For instance, the aforementioned Corpsejack Menace by itself is just a 4/4 for four mana, which is reasonable, but nothing to write home about. However, if you cast Hunger of the Howlpack with the Menace out, suddenly your instant is twice as good as it was before. If you use a Sluiceway Scorpion's scavenge ability, you get four +1/+1 counters on your chosen creature instead of two. Suddenly, your once-basic 4/4 is making your other cards far better than they were before. If you happen to put Cathars' Crusade down, and then play a Mycoloth... should you care to run the maths, you'll find that in four turns that your Mycoloth has generated no less than 64 creatures, the smallest of which is a 43/43. Boom!

Corpsejack Menace exhibits what I'd call 'explicit' synergy - the card itself exists to improve other cards in a synergistic manner, and has a rule saying so. The Mycoloth/Cathars' Crusade combination, on the other hand, runs closer to what we might name 'hidden' or 'implicit' synergy. The cards themselves make no direct mention of one another, but it so happens that the Mycoloth generates creatures based on the number of +1/+1 counters on it and Cathars' Crusade generates +1/+1 counters based on the number of creatures entering the battlefield. There are endless synergies like this in Magic, and there's no way I or anyone else could ever list them all; in any case, discovering them is part of the fun!


The easiest combinations to spot are those where an ability on one card directly contributes to the power or reliability of an ability on another card. For instance, attaching a Whispersilk Cloak to a Stealer of Secrets will net you more than just an unblockable, shrouded 2/2 attacker; it'll also net you an extra card each turn almost guaranteed, which is a phenomenal advantage. Increasing the power of creatures with double strike (for instance, putting Volcanic Strength on a Fencing Ace) is also a small form of synergy; in the example I mentioned, the Fencing Ace leaps up from dealing 2 damage a turn to dealing 6, and the buff Volcanic Strength provides is literally applied twice over. Many synergies are so strong that you can build entire decks around them; some of them even allow you to generate an infinite amount of a resource (usually mana, life, or creature tokens). More on that later.

Whenever you're deckbuilding, always keep an eye out for potential synergies.
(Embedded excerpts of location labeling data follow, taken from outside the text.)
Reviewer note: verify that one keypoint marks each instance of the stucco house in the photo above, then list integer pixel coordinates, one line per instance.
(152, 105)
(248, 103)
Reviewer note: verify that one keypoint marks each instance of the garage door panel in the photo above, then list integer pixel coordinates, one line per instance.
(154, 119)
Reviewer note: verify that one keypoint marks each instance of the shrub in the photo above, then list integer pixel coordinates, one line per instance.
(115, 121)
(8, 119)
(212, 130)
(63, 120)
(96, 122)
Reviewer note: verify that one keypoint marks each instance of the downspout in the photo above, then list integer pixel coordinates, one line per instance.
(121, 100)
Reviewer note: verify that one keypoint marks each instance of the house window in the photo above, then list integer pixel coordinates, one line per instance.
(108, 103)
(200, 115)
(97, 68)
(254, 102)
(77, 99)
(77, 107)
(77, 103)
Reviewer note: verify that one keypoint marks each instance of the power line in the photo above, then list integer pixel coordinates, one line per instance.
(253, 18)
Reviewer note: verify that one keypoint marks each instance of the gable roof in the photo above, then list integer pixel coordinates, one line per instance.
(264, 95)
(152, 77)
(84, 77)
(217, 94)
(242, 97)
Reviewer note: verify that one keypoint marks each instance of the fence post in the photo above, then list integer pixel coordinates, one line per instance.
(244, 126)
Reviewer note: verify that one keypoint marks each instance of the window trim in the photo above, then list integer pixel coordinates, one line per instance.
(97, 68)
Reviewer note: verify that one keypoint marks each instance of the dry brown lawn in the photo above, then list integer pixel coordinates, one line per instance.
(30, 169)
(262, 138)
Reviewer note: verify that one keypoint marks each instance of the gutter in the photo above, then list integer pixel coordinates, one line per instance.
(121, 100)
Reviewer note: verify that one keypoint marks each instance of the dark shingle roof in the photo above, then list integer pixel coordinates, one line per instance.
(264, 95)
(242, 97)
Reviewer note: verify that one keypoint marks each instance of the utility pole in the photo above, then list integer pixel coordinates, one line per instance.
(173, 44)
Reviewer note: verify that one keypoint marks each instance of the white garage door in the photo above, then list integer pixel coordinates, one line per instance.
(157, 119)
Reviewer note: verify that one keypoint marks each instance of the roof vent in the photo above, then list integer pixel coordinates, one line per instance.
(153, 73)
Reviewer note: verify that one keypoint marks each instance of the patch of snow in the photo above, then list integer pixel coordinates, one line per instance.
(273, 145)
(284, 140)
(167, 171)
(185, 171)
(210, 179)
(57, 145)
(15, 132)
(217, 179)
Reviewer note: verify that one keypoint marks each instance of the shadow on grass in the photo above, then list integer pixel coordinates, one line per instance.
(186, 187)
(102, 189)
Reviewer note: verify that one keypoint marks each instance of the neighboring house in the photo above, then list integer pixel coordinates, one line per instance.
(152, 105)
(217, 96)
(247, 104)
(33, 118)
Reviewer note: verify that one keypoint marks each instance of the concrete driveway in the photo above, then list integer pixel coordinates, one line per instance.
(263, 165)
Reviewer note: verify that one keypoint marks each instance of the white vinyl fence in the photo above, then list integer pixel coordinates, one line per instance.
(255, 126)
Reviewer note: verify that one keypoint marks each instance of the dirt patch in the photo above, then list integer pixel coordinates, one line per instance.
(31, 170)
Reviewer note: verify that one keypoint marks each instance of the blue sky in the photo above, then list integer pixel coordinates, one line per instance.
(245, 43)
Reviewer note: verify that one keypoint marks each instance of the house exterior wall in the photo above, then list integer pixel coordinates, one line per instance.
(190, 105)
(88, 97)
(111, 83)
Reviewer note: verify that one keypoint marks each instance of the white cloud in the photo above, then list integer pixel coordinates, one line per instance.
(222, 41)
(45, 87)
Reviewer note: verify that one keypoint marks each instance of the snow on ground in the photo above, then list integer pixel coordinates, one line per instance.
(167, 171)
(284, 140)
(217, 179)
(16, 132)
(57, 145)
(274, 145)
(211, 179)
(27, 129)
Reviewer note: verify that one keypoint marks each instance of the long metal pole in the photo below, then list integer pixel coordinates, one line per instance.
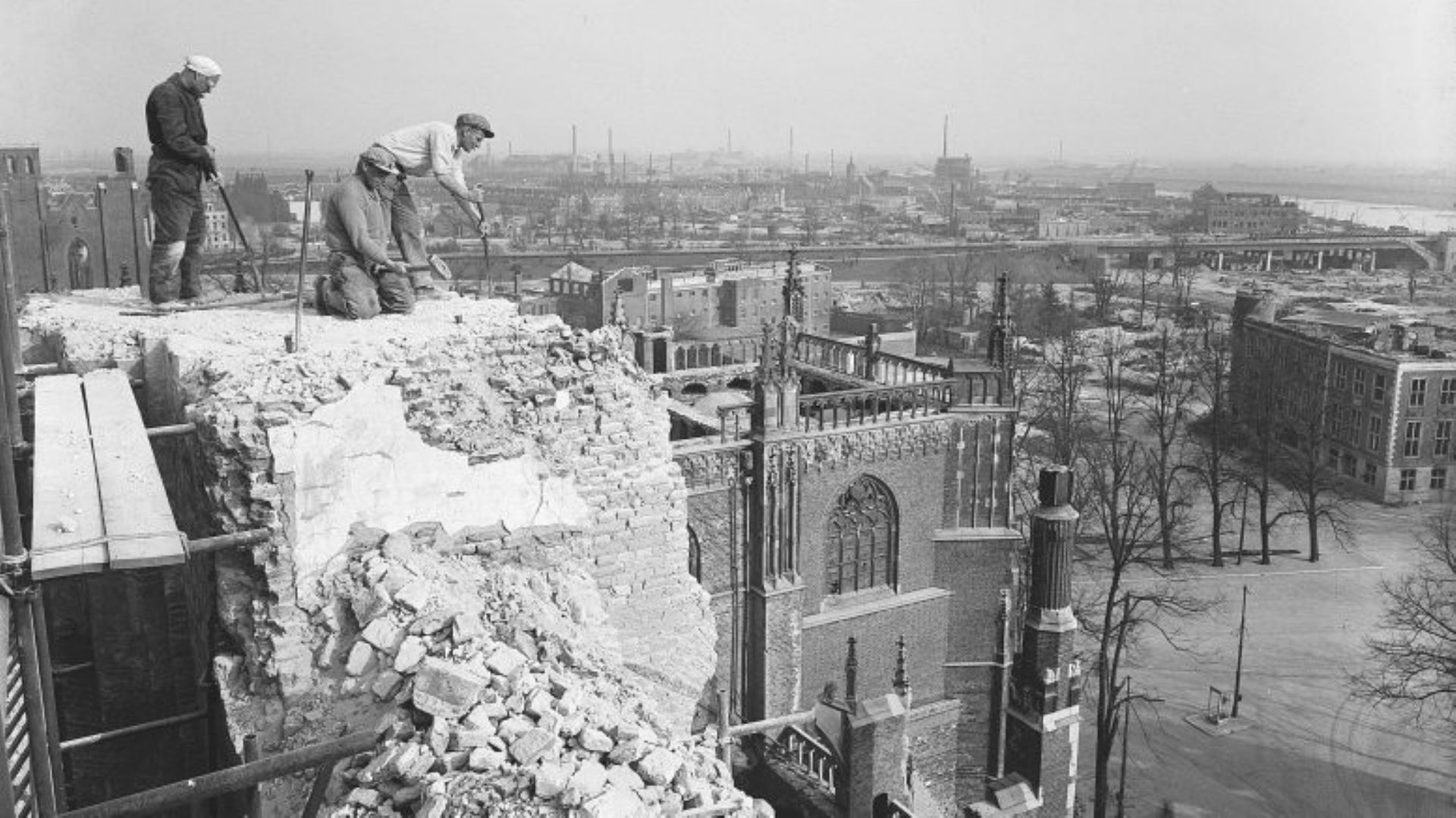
(101, 220)
(53, 721)
(136, 240)
(1238, 667)
(11, 341)
(6, 789)
(46, 239)
(232, 779)
(303, 262)
(36, 710)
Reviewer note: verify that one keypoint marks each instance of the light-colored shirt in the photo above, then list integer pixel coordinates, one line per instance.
(354, 223)
(428, 149)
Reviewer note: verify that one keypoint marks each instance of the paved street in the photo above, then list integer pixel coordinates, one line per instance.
(1302, 745)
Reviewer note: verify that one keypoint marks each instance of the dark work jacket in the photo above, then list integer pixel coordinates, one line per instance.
(178, 136)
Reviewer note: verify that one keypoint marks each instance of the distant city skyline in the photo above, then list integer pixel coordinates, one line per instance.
(1239, 80)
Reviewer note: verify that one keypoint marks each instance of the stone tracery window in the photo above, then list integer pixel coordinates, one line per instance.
(864, 539)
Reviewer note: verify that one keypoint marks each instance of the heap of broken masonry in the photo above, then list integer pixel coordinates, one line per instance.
(478, 547)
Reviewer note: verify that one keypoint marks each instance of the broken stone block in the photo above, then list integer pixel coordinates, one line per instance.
(613, 804)
(626, 751)
(658, 767)
(513, 727)
(366, 798)
(413, 764)
(587, 782)
(383, 635)
(595, 741)
(484, 716)
(386, 685)
(551, 779)
(362, 660)
(539, 704)
(532, 745)
(414, 596)
(411, 653)
(466, 628)
(506, 661)
(485, 759)
(446, 691)
(472, 738)
(623, 778)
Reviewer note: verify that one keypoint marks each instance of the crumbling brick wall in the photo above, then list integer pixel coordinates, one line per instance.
(525, 440)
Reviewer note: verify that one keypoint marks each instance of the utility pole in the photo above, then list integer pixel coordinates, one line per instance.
(1238, 667)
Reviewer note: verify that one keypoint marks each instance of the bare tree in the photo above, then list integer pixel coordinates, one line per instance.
(1316, 419)
(1107, 287)
(1414, 655)
(1215, 441)
(1258, 396)
(1057, 396)
(1120, 500)
(1166, 412)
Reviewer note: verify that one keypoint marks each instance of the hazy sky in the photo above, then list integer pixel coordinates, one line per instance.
(1310, 80)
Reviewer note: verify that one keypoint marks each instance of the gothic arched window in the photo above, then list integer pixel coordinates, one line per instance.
(695, 555)
(864, 539)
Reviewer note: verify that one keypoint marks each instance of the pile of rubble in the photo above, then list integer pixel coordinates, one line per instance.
(501, 689)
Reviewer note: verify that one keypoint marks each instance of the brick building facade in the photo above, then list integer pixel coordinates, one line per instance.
(1383, 396)
(848, 520)
(726, 293)
(73, 239)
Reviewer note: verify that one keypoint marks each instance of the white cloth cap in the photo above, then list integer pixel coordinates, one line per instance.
(202, 66)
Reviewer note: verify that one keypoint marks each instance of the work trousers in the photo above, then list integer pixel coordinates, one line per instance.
(180, 229)
(410, 230)
(354, 293)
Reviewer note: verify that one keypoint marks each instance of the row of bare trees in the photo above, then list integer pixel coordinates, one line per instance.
(1150, 430)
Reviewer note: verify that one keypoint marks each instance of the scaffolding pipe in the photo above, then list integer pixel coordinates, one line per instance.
(321, 788)
(120, 732)
(223, 782)
(27, 449)
(255, 800)
(36, 713)
(9, 344)
(220, 542)
(46, 240)
(101, 218)
(53, 722)
(6, 789)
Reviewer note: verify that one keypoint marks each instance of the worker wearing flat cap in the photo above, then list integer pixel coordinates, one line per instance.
(433, 149)
(181, 161)
(363, 281)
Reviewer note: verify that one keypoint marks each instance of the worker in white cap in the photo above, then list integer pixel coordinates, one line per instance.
(433, 149)
(181, 161)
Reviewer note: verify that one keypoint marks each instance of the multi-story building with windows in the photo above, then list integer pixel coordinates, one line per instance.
(726, 293)
(1379, 398)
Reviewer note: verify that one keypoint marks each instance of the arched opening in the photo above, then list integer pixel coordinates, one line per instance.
(862, 545)
(695, 555)
(77, 264)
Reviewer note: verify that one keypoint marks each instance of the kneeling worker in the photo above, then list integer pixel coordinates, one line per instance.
(363, 281)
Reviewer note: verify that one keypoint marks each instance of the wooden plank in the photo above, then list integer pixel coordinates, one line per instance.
(134, 504)
(66, 504)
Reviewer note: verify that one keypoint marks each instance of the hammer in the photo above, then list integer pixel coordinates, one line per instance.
(435, 264)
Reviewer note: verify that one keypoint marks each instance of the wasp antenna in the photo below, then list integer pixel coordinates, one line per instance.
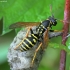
(51, 10)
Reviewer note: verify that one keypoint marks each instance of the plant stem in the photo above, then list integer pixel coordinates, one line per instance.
(65, 33)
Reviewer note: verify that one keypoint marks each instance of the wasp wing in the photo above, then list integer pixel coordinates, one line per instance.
(23, 24)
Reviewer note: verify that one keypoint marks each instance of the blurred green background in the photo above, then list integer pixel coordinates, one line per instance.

If a creature has an ability that triggers when it deals damage to a player, consider how you can make it harder to block; if a creature has an ability that relies on the amount of damage it deals, or makes its damage more potent (like double strike, lifelink or infect), think about ways to increase that damage. Likewise, if you have a card that explicitly improves other abilities (such as our good friend Corpsejack Menace, or Sanguine Bond), think about what else you have that it enhances. If you have a card whose abilities are not obviously powerful at first glance (like Ghave, Guru of Spores), consider what horrible things you could do to make them powerful.